Last year i started my masters in energy stuff. Got pretty heavy in engineering, maths, thermodynamics etc. I did humanities in uni, so haven’t got background in most of this.
Im definitely a bit slower at 38, but im now structured, conscientious and spend time learning how to learn as well as filling in all the background knowledge and theory. Its a completely different experience.
If i have kids, will definitely encourage them down this later path, its a much better approach.
I had trig first period my senior year and I had a gf I was trying to bang late nights and experimenting with weed so slept through class most of the time or fought to stay awake. I got a high B or low A on the final and to this day I have no idea how that happened. 6 years later in college Pre-Calculus was a bitch for me. I’d get through the problems but like the answer would be 7 and I’d get -7 or dumb shit like that.
It also works for history. Once you develop a framework for facts, you can interpolate facts that you have forgotten.
I have a lot of theories about how memory works. I’m very aware that I remember past events through recreations of what happened rather than as if I have a camera in head.
I don’t have visual flashbacks to past traumatic events, but I can relive the emotions I felt in those events and from those feelings create a mental picture of what those events must have been like.
Smart plus lazy isn’t really a bad combo if done right. If you plan it properly, you can parlay that into a good bit of success while putting a bare minimum of effort. There are a couple of caveats.
Lazy is ok, but you can’t do literally nothing. That doesn’t work.
You actually have to have a solid plan for what paths allow for laziness. Most people are too lazy to come up with that plan. But a bit of time spent on this will allow for plenty of laziness to follow.
I guess, but I think developing that framework still requires some memory. At least more than Math.
For example, I’m could name all of the US presidents in order. But I don’t have it memorized. My technique is to just kind of think about what was happening at the time and who the president was just makes sense in context. But to pull it off, I still have to have a memory of what was going on at the time. In my case, that is deteriorating. For example, mid 1800s except around the time of the civil war is getting fuzzy for me, so remembering those presidents is harder.
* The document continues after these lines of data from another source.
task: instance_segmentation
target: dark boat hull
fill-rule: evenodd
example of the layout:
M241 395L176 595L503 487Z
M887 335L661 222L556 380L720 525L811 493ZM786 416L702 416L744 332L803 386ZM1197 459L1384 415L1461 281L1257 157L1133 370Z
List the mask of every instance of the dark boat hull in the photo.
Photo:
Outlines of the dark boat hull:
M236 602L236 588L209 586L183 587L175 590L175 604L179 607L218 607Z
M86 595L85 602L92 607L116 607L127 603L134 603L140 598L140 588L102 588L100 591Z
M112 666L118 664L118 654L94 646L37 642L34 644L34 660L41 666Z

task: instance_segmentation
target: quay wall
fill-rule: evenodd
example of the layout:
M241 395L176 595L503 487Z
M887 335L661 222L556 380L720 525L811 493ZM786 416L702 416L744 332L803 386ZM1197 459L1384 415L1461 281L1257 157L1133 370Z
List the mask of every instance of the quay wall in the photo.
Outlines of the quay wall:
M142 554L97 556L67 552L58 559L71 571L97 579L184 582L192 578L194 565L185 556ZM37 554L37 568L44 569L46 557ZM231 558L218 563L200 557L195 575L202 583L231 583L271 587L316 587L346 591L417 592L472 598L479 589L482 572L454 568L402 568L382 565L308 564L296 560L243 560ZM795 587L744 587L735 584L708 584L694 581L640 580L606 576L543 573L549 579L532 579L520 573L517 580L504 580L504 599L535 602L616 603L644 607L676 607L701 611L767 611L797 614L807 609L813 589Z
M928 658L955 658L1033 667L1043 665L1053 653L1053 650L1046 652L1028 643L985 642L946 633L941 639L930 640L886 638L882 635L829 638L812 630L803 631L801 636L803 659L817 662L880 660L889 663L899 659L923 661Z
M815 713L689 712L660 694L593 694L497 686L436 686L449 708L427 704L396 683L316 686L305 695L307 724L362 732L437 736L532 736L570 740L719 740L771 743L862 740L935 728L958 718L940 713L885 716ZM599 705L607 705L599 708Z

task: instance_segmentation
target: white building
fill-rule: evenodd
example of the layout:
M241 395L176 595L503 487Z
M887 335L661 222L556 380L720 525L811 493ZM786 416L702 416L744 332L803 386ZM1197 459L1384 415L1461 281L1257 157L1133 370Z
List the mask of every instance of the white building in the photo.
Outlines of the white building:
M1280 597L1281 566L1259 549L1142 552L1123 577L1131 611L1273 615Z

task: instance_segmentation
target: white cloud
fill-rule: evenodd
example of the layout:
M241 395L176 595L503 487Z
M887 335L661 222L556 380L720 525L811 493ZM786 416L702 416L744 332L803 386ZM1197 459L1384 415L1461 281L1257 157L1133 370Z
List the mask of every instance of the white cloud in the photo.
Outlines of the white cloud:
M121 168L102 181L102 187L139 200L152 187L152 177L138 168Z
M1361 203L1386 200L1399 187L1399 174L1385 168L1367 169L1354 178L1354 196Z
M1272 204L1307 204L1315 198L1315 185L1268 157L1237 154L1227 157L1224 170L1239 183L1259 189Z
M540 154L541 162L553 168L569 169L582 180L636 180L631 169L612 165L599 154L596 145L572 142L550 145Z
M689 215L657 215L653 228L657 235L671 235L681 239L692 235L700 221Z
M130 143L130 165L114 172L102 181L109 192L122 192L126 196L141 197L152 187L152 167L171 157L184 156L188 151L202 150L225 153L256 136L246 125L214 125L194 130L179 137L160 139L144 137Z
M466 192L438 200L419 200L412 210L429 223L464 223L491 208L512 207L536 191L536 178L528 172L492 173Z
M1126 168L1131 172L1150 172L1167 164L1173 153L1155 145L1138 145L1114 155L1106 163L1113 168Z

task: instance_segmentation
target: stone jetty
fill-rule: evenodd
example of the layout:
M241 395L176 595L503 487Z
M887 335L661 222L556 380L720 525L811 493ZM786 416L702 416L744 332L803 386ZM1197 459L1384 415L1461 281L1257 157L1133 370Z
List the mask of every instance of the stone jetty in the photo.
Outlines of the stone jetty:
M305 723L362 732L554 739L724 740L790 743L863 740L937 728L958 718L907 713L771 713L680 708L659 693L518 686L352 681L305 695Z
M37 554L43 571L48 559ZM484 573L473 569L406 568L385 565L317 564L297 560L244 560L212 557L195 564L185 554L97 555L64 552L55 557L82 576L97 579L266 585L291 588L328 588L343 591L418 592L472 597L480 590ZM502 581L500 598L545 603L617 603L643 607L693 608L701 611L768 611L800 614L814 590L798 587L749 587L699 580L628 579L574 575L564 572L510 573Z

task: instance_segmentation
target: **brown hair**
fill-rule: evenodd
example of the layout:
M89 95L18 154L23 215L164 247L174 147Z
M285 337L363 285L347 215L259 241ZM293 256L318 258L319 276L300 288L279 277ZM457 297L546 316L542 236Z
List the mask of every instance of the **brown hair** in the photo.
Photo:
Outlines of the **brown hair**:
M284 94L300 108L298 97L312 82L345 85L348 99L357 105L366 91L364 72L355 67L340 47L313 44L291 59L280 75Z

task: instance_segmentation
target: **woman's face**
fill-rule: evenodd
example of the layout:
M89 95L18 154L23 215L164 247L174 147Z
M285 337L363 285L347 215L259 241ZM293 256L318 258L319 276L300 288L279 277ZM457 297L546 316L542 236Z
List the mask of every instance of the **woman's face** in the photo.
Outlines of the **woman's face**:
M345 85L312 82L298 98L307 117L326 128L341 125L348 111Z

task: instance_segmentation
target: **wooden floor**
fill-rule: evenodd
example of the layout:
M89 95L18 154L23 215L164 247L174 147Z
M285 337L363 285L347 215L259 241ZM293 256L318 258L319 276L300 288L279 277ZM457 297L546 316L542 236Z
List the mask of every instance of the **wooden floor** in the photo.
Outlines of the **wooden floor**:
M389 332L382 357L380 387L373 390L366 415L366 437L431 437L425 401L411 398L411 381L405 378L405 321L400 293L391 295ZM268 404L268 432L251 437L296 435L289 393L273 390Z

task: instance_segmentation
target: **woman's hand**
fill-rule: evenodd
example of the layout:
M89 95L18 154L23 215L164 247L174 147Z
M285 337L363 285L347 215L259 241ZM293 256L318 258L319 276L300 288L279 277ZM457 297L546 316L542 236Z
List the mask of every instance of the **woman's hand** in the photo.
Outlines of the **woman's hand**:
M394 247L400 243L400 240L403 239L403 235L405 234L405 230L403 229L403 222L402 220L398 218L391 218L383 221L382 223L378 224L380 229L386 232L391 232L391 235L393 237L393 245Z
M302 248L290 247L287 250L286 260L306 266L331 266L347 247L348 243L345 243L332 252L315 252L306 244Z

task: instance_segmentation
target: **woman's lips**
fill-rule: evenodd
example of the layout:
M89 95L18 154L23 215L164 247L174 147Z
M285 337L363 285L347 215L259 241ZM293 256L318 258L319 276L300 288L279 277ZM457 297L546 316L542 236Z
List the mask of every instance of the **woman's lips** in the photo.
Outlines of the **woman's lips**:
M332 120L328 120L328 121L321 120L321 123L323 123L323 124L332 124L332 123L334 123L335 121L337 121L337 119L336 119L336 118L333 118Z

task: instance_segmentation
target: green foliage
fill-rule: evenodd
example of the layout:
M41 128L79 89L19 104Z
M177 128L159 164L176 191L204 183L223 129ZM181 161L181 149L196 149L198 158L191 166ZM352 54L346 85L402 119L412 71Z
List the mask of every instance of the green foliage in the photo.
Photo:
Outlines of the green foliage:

All of the math that l learned at the same time is stuff that I have no problems accessing (yet), because the memory required for the framework is less.
Yeah. Lazy is relative. I studied hard in bursts when needed, but nothing compared to now, where im actually planning my term and studying hard from start to finish.
I’m pretty sure he mentioned he sold them off when price was still below $100 or something like that, which must have felt like that stratosphere back then.
I remember following along with that thread, and back then I think someone was actually dishing out free bitcoin.
I was always good at IQ tests and standardized tests and used to think I would become some top intellectual. Then I went to an elite graduate school program and spent a lot of time with people who I realized are way smarter than I’ll ever be. Was a humbling experience, but probably helped make me a little more grounded.
Don’t need to read that to know that IQ tests test how good people are at taking IQ tests. And I say this as someone who is very good at taking IQ tests.
Three years ago, when I was 54, I went to London to watch the London Chess Classic as well as to play in the open tournament. During my third game (it was one game per day), I was well into the 4th hour and needed to find the correct path to hold the draw with Black in a minor piece and pawn ending. I was pretty mentally tired, and I couldn’t reliably hold the images in my head beyond the 3rd move on the various move tree branches. I made a “safe move” rather than plunge into a forcing path I couldn’t clearly see, and I ended up being lost in just a few moves.
Although I smoke daily at home, I was on day 5 of this trip with no cannabis or alcohol, and walking 5+ miles per day, so my brain was probably as clear as it could be.
Consequently, I realized that I’m probably too old to be playing 4+ hour chess games.